As the DFS now publishes the AIP-VFR online but each page only as an image and doesn't allow to print multiple pages, search the content and so on this tool scrapes the website and creates a nice PDF file.
- PDF creation: Pull the AIP-VFR and create one single PDF
- OCR: Convert it from pictures to a PDF with searchable text
- Docker: Optionally run the tool as a Docker container
Install the requirements, these are: python3 python3-pip Ghostscript Tesseract jbig2enc pngquant unpaper
As well as the python packages with pip install -r requirements.txt
to install dependencies. Then run main.py
. this will scrape the DFS website, fetch all AIP VFR pages thate are provided as images (!), stick them together into PDF files and run OCR on it.
PDFs will be stored in the output
folder.
Example code on Ubuntu:
sudo apt install python3 python3-pip Ghostscript Tesseract, jbig2enc, pngquant, unpaper
pip3 install -r requirements.txt
mkdir output
python3 main.py
Clone project and cd into folder.
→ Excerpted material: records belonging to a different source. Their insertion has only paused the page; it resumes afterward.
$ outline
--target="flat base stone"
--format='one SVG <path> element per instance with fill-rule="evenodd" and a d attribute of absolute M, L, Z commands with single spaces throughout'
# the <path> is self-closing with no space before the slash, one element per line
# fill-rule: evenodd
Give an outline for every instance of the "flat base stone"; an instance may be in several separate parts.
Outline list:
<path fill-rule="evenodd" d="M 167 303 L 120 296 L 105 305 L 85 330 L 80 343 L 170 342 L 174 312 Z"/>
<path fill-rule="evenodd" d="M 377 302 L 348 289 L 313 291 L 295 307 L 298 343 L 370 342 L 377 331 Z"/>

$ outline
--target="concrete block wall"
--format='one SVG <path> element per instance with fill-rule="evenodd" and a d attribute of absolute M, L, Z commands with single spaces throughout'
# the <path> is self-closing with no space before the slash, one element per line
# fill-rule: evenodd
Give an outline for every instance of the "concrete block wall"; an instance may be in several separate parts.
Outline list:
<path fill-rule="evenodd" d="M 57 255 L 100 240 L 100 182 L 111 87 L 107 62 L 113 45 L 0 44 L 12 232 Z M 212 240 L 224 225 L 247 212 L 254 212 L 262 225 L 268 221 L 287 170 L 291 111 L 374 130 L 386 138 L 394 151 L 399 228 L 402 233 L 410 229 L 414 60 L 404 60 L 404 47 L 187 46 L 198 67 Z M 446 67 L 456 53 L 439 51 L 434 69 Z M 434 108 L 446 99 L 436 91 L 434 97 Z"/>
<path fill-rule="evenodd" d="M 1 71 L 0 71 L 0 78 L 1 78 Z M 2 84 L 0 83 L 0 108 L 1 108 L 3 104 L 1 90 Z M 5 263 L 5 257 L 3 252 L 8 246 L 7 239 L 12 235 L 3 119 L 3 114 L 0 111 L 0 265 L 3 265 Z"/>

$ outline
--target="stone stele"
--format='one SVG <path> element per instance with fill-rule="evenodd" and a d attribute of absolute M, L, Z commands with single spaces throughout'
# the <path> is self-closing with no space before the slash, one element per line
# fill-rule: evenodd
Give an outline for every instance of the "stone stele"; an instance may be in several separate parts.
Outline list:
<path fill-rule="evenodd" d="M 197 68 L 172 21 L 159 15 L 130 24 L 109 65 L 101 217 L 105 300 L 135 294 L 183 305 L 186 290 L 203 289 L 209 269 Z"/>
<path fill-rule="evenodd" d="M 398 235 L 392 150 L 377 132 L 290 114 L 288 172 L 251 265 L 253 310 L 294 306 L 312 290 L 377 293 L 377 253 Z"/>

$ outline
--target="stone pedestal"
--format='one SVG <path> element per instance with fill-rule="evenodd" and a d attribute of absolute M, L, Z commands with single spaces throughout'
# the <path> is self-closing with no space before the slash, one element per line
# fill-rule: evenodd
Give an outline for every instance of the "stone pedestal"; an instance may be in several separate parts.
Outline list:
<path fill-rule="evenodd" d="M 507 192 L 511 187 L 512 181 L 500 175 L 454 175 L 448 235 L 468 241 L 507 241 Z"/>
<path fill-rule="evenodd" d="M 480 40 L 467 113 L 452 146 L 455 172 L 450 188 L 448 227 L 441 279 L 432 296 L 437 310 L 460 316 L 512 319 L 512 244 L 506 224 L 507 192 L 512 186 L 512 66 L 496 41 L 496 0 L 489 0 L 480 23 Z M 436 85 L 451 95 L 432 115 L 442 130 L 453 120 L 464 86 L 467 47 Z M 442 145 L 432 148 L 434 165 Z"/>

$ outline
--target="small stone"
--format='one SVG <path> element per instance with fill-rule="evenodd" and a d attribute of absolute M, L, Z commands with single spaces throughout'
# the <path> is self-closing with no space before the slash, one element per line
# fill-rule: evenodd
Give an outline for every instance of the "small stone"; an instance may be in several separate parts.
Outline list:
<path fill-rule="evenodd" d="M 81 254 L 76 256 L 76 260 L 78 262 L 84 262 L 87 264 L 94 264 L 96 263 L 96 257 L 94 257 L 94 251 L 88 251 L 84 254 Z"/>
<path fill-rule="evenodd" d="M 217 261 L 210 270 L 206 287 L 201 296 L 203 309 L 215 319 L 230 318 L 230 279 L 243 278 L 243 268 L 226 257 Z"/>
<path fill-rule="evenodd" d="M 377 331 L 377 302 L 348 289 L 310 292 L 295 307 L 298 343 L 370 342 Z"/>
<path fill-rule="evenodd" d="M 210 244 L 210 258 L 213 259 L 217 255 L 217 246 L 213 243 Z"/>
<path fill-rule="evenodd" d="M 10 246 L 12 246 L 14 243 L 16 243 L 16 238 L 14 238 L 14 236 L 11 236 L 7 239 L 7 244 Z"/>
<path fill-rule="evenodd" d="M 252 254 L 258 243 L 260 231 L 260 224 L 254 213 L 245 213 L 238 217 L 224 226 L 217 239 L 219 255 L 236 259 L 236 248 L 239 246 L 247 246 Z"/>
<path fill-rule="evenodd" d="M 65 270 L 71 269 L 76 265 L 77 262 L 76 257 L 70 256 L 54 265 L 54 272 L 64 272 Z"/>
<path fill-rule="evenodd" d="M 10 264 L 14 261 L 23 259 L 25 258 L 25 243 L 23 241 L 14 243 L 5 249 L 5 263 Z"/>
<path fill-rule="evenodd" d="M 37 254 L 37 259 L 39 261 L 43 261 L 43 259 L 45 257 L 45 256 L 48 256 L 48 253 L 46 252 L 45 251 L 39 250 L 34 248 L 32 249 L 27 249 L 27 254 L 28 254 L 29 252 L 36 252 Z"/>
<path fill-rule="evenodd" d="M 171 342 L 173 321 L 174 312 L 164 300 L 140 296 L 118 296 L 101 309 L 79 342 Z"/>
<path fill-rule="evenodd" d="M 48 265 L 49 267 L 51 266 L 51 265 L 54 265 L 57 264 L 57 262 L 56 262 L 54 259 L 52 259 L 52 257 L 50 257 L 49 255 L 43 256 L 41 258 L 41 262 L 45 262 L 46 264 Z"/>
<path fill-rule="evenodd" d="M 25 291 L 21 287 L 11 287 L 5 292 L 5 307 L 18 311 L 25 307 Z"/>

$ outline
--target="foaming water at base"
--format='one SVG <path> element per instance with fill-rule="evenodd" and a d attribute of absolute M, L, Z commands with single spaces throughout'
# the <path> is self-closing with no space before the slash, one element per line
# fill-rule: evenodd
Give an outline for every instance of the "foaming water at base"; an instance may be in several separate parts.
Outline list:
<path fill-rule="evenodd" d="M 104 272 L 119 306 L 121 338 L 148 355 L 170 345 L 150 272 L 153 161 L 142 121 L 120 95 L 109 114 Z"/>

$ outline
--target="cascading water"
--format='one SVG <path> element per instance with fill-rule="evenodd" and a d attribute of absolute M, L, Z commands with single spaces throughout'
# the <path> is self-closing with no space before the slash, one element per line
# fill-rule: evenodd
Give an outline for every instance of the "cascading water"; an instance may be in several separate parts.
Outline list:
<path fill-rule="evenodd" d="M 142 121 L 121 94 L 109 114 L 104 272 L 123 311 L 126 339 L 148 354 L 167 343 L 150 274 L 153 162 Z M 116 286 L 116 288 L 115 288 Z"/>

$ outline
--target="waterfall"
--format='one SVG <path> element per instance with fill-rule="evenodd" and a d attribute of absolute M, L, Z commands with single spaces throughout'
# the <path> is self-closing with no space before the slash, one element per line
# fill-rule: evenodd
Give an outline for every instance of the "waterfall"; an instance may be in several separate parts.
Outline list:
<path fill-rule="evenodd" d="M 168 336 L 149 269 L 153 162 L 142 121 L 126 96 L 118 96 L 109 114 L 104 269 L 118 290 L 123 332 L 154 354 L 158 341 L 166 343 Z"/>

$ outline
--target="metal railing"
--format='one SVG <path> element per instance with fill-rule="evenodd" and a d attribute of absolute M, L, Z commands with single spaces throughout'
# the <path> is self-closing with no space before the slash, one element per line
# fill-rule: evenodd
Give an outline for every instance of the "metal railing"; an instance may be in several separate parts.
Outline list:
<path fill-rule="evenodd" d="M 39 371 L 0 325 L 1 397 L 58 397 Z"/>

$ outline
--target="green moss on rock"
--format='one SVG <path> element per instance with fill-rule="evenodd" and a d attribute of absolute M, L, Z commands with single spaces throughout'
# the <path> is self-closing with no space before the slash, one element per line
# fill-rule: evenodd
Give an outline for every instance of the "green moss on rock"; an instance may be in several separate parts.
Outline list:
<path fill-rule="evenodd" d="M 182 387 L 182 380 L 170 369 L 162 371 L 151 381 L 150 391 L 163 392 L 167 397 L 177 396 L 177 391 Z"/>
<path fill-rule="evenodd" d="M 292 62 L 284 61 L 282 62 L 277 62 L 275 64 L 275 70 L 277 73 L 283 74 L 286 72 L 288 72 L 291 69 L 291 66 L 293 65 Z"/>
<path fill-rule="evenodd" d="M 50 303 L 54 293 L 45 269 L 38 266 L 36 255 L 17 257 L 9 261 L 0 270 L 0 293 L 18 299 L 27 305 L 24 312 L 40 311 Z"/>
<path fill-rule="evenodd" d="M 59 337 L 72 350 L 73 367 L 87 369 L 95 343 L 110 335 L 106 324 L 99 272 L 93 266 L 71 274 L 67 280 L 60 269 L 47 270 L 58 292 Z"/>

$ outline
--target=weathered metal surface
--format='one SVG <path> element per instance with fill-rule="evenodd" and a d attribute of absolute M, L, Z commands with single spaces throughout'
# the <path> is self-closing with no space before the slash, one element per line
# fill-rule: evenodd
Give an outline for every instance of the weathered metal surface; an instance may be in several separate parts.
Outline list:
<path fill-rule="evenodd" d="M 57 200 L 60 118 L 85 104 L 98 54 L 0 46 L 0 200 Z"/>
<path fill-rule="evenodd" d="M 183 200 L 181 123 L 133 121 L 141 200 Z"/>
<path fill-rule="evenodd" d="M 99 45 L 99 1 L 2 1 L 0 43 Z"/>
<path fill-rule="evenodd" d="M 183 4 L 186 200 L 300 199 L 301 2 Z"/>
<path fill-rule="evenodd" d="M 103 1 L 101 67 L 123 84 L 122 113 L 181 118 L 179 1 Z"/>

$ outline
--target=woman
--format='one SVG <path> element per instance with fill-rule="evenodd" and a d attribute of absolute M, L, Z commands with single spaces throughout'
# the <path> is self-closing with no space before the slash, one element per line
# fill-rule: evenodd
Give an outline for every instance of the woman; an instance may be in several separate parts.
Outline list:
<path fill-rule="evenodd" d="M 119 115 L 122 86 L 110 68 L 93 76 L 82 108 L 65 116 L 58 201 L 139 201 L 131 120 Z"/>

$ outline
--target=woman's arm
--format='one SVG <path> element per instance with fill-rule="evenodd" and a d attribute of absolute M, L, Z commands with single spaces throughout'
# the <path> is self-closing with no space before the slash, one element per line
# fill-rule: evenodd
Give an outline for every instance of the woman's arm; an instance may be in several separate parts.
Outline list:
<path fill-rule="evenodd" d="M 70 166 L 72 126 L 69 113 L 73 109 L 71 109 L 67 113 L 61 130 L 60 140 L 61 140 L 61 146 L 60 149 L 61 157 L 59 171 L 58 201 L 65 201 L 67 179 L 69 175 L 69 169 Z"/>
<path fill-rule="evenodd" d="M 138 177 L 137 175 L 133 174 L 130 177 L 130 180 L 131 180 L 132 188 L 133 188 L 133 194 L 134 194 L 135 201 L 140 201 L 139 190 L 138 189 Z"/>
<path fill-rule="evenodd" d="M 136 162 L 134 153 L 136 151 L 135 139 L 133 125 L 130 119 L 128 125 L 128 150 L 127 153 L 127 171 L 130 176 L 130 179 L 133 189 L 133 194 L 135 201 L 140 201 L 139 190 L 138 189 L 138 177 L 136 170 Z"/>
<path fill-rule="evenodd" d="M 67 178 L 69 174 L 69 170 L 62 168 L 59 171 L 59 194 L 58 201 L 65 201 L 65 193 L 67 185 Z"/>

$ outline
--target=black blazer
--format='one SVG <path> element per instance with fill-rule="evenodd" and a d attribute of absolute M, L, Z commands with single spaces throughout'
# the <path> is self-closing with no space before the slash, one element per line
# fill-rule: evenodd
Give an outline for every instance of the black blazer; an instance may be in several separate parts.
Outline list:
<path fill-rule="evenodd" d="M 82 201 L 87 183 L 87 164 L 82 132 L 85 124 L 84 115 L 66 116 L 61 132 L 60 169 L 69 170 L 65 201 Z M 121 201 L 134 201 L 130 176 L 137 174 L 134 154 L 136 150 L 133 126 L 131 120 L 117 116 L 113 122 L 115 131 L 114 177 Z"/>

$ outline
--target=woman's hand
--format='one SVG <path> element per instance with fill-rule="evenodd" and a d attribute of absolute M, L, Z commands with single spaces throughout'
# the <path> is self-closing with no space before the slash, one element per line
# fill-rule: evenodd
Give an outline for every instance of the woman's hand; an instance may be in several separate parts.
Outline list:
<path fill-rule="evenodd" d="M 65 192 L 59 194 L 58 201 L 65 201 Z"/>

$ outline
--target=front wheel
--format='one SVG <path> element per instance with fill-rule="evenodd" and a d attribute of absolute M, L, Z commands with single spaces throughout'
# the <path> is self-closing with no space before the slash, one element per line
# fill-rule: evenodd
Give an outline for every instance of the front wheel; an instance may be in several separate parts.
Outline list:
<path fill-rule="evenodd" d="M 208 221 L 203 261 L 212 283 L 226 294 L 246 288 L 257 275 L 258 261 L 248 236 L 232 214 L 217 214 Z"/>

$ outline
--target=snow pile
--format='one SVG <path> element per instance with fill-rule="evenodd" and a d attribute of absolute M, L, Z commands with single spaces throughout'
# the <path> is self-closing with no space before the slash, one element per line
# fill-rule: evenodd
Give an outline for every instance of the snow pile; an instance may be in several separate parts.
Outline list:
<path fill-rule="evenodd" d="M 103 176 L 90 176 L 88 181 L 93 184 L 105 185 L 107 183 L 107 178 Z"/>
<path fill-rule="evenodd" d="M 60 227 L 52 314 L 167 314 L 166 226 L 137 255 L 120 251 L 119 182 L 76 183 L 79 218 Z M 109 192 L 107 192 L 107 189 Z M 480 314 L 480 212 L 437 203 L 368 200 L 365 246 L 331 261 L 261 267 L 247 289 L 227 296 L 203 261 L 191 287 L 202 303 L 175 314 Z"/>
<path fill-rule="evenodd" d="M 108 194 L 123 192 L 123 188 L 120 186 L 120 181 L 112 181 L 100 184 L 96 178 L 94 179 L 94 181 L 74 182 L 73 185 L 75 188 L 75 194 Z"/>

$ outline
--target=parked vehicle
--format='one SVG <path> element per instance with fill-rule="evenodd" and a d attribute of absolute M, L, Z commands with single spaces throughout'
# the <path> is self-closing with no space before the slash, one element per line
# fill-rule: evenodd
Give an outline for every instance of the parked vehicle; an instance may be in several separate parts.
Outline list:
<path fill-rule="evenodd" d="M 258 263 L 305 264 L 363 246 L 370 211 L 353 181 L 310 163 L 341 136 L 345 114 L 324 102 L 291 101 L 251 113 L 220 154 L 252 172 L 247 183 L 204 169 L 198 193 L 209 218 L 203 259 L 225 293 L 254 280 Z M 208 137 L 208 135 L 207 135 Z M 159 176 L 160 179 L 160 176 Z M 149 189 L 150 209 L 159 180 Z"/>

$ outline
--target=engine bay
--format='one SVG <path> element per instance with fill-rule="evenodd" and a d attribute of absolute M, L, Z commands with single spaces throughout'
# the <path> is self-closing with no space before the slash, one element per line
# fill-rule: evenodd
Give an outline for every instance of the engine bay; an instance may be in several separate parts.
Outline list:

Then build container.
cd aip-extract
docker build -t aip-extract:latest .
Run the container once
docker run -it --rm -v "./output:/home/App/output" --name aip-extract aip-extract:latest
Or on Windows:
docker run -it --rm -v ".\output:/home/App/output" --name aip-extract aip-extract:latest
Please note that neither this repository nor the DockerHub image are actively managed. And sure, using ubuntu:22.10 results in a huge image, so I'm open for suggestions on that side.
OCR processing runs on my personal machine at approx. 5 pages/second. The complete process for all ~1300 pages therefore takes about 20 to 30 minutes. As the script keeps most of the files in RAM one has to expect a high RAM usage as well as 100% CPU usage during the process.